MC-Search: Evaluating and Enhancing Multimodal Agentic Search with Structured Long Reasoning Chains
This addresses the need for better evaluation of multimodal agentic search for researchers and developers, though it is incremental as it builds on existing MM-RAG paradigms.
The authors tackled the lack of benchmarks for agentic multimodal retrieval-augmented generation (MM-RAG) with long reasoning chains by introducing MC-Search, a benchmark with 3,333 examples averaging 3.7 hops, and revealed systematic issues in six leading MLLMs while showing that their data improves planning and retrieval fidelity.

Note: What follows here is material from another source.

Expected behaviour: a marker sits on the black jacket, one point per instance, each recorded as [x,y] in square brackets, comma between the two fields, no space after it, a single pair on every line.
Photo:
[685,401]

With the increasing demand for step-wise, cross-modal, and knowledge-grounded reasoning, multimodal large language models (MLLMs) are evolving beyond the traditional fixed retrieve-then-generate paradigm toward more sophisticated agentic multimodal retrieval-augmented generation (MM-RAG). Existing benchmarks, however, mainly focus on simplified QA with short retrieval chains, leaving adaptive planning and multimodal reasoning underexplored. We present MC-Search, the first benchmark for agentic MM-RAG with long, step-wise annotated reasoning chains spanning five representative reasoning structures. Each example specifies sub-questions, retrieval modalities, supporting facts, and intermediate answers, with fidelity ensured by HAVE (Hop-wise Attribution and Verification of Evidence), resulting in 3,333 high-quality examples averaging 3.7 hops. Beyond answer accuracy, MC-Search introduces new process-level metrics for reasoning quality, stepwise retrieval and planning accuracy. By developing a unified agentic MM-RAG pipeline, we benchmark six leading MLLMs and reveal systematic issues such as over- and under-retrieval and modality-misaligned planning. Finally, we introduce Search-Align, a process-supervised fine-tuning framework leveraging verified reasoning chains, showing that our data not only enables faithful evaluation but also improves planning and retrieval fidelity in open-source MLLMs.